As the Arab Spring model implodes in the Middle East, it is even more urgent that the West understand that behind this ongoing violence is the inexorable Muslim adherence to sharia law. Sharia is the unremitting lodestar for their actions.
In his latest magisterial work, entitled Sharia versus Freedom: The Legacy of Islamic Totalitarianism, Dr. Andrew Bostom adds another enlightening tome to supplement The Legacy of Jihad: Islamic Holy War and the Fate of Non-Muslims (2005) and The Legacy of Islamic Antisemitism (2008).
Honest scholarship in our politically correct world is a hard commodity to find. Thus, a debt is owed to Bostom for his continuing contributions as he give numerous examples to prove that it is the “centrality of Islamic jihadism” (26) that motivates, inspires, instigates, arouses, and stirs its adherents toward the unrelenting goal of a global caliphate. During the recent Ramadan, for example, there were 260 jihad attacks in 23 countries, with 1,209 dead and 1,910 critically injured. The so-called religion of peace is extraordinarily bloody, yet leaders of the free world prevaricate about its violence.
The culture of death, destruction, and deceit that is Islam is painstakingly exposed by Bostom. The deep and abiding anti-Jewish animus in Islam is shown to be integral to Islam. Neither a byproduct of Western anti-Semitism nor a result of alleged Western imperialism, to say nothing of the Arab-Israeli conflict, Muslim-inspired anti-Jewish sentiment actually dates back to before 869 A.D.

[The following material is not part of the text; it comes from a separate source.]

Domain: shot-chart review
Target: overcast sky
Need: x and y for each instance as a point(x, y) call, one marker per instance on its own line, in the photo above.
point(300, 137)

Bostom affirms that this legacy of “Muslim anti-Jewish hatred and violence” is not some aberrant vision of radical Islam, but rather is “rooted in mainstream, orthodox Islamic teachings” (83). Bostom explodes the oft-repeated idea that “Islam’s society’s hostility is non-theological” and “not related to any specific Islamic doctrine” (74). He proves that, a thousand years before any “serious colonial penetration of the region” (38) could influence views about Jews, there is evidence that Jews were hated by the Muslims because they stubbornly denied Muhammad’s message.
In fact, the Jews of the period even “coined their own terms for hatred directed at them by Muslims” (38). Jews used the terms sinuth for Muslim hatred of Jews and sone for the Muslim hater, thus confirming that Islamic anti-Jewish hatred existed a millennium ago.
Another myth central to the discussion of Islam is that Jews and Christians — i.e., dhimmis — were well-treated. Blasting the oft-repeated notion of cordial Muslim relations toward Jewish and Christian subjects in Muslim-dominated Spain, Bostom cites one pogrom after another within the Muslim world, and he underscores that Koran 9:111 “provides an unequivocal, celebratory invocation of martyrdom during jihad” (82).